This indagine lentissimo into lawn-like ground coverings is in no way constrained to the grimey confines of Berlin. And in case a quick peruse of our archives might lead you to believe that Astroturf deployment is limited to workaday eateries unencumbered by an aesthetic education, you would be quite mistaken.
Here in the Katarina-Sofia neighbourhood of Stockholm, we find that Astroturf is predestined for hipster re-appropriation. How can we be sure that hipsterism is a factor? By being mindful of Freud’s narcissism of small differences and how they might apply to consumer culture. An aggressive investment in the specificity of detail in order to assert a superficial sense of uniqueness over the general, is the underlying mechanism behind all hipsterism.
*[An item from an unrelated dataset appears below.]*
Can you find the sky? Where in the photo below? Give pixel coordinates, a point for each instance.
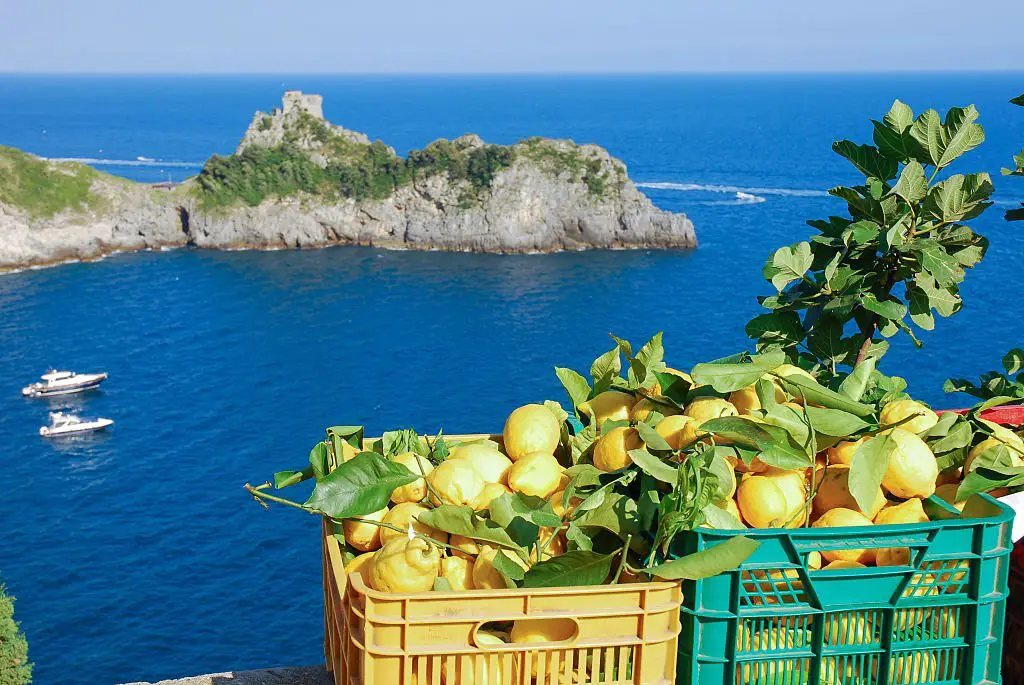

We can see it at work here, at FLFL, where vowels have been cast aside, lest you imagine you’re dealing with some run-of-the-mill falafel joint. And we see it also in the four-step instructions which defy comprehension, on how this particular establishment handles the routine of seating and serving its guests. Salad should be collected first, menus obtained, dishes selected, table numbers noted and orders submitted at the counter. Expect to be ostracized for any deviation. You will be escorted to the door, and ejected into the gutter via the unfurled length of green carpet and black braided rope, reserved for anti-celebrities, it seems, and installed as an insincere debasement of the common by inverting rituals reserved for monarchs.